With nearly a decade of growth in the rearview mirror, and with the effect of rising interest rates, the federal government shutdown, international trade tensions and political uncertainty both at home and abroad overshadowing the economy, what is the outlook for the commercial real estate (CRE) debt markets in 2019?
The consensus is that the outlook for new CRE mortgage loan originations is complicated. There is a deep pool of available capital, but as a result of the rising interest rates and higher property prices, there is a relatively shallow pool of new acquisition and development opportunities that meet underwriting standards. On a national level, the U.S. economy and job market continue to expand at a steady pace, but trade tensions and political turmoil are creating uncertainty generally, which in turn impacts the real estate markets. A growing number of large and mid-sized industry participants are in a "sell" or "hold" mode, believing that the CRE market is in the final stages of the current expansion
On a local level, New Jersey's Gold Coast remains a center of activity for multi-family development, and the industrial warehouse markets along the New Jersey Turnpike and other logistics hubs underlie the thriving industrial sector. New Jersey is the nation's prime location for the rapidly expanding e-commerce logistics sector, and urban areas in and around Jersey City, Newark and, to a lesser extent, Camden are experiencing a surge of commercial and residential development. On the other hand, however, many suburban and ex-urban locales are saddled with a glut of underutilized, obsolete office and retail space.
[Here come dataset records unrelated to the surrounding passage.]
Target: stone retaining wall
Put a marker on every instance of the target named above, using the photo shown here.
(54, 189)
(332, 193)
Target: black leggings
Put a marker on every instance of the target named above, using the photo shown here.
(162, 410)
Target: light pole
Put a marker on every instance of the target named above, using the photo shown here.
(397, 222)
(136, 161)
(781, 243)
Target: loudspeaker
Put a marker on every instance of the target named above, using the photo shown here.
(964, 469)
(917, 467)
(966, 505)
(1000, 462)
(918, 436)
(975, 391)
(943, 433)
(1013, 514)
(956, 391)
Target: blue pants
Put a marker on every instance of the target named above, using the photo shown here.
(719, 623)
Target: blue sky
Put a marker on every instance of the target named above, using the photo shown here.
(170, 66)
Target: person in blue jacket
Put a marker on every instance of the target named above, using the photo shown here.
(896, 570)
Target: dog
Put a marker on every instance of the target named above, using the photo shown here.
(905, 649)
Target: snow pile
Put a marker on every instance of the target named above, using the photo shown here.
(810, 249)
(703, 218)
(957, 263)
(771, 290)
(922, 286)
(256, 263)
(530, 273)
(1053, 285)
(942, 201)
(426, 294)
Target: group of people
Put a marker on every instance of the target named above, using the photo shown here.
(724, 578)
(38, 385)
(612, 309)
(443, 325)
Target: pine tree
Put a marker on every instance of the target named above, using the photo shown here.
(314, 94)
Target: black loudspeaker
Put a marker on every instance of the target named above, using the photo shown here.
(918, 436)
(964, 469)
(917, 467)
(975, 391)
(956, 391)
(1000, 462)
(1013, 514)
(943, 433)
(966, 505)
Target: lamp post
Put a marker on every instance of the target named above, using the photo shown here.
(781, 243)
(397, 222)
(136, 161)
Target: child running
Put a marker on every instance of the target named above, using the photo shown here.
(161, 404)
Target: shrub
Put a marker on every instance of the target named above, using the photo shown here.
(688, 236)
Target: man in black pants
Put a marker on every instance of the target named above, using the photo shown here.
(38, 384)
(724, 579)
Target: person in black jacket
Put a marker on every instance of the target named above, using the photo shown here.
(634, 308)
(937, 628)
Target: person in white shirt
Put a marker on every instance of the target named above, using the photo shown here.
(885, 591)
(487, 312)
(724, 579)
Underinvestment in infrastructure generally restrains development throughout the state. In addition, net outmigration, consistently high taxes and state fiscal difficulties are impeding overall economic growth. In short, there will be new opportunities for investors and lenders, particularly around redevelopment projects, but there is good reason for caution as well.
Another year of stiff competition among lenders for quality deals also raises questions about whether market discipline on lending standards will continue, or whether heightened competition may result in an easing of standards. Depository bank institutions represent, by far, the largest segment of CRE lenders. Banks have generally enjoyed strong earnings in recent years, and are exhibiting a willingness to make larger loans and to meet aggressive competition from non-bank lenders. In addition, some of the rollbacks in Dodd-Frank regulatory restrictions will provide banks with additional capital for CRE lending.
Nevertheless, regulatory pressures are likely to keep lending standards generally conservative over the next year. Increasingly stringent anti-money laundering, flood insurance and other requirements will result in increasingly extensive due diligence for even the highest quality CRE mortgage loan opportunities. At the same time, the CMBS sector is shrinking and the number of CMBS loans maturing in 2019 is low, reflecting the weak loan demand of ten years ago. The low interest rates that spurred so much growth in the CMBS markets are a thing of the past. Life insurance company lenders will remain a steady and conservative source of capital, particularly to the multi-family and Class A office segments of the CRE market, offering longer terms and fixed rates. And while private debt funds have grown rapidly in number in recent years, they account for less than one percent of CRE lenders. They continue to offer higher leverage and expedited closing timetables at premium pricing, and provide capital to properties that fail to meet the underwriting criteria of traditional CRE lenders.
Finally, the scheduled termination of the London Interbank Offered Rate (LIBOR) market at the end of 2021 will likely lead to changes in interest rate pricing structures and options for lenders and borrowers in 2019. The Alternative Reference Rates Committee (ARRC), a group of private market participants convened by the Federal Reserve Board and other financial regulators, is currently planning for the transition from LIBOR to one or more alternative reference rates. The Federal Reserve Bank of New York is now publishing the Secured Overnight Financing Rate (SOFR), which is the ARRC's recommended alternative to LIBOR. The ARRC is also developing recommended "fallback" language for LIBOR-based agreements. The ARRC will encourage market participants to include its fallback provisions in their loan documents to provide contractual mechanisms for (a) replacing LIBOR with an alternative reference rate when LIBOR ceases to exist and (b) adjusting interest rate spreads to properly reflect the differences between LIBOR and the new reference rate. With over $350 trillion dollars' worth of financial derivative contracts, mortgages, bonds and other commercial loans bearing interest at rates based on LIBOR, the transition will impact every aspect of the debt market, including CRE.
During 2019, lenders and borrowers should take stock of their existing and pending LIBOR-based loans and other financial contracts and be aware of ongoing developments in the transition away from LIBOR.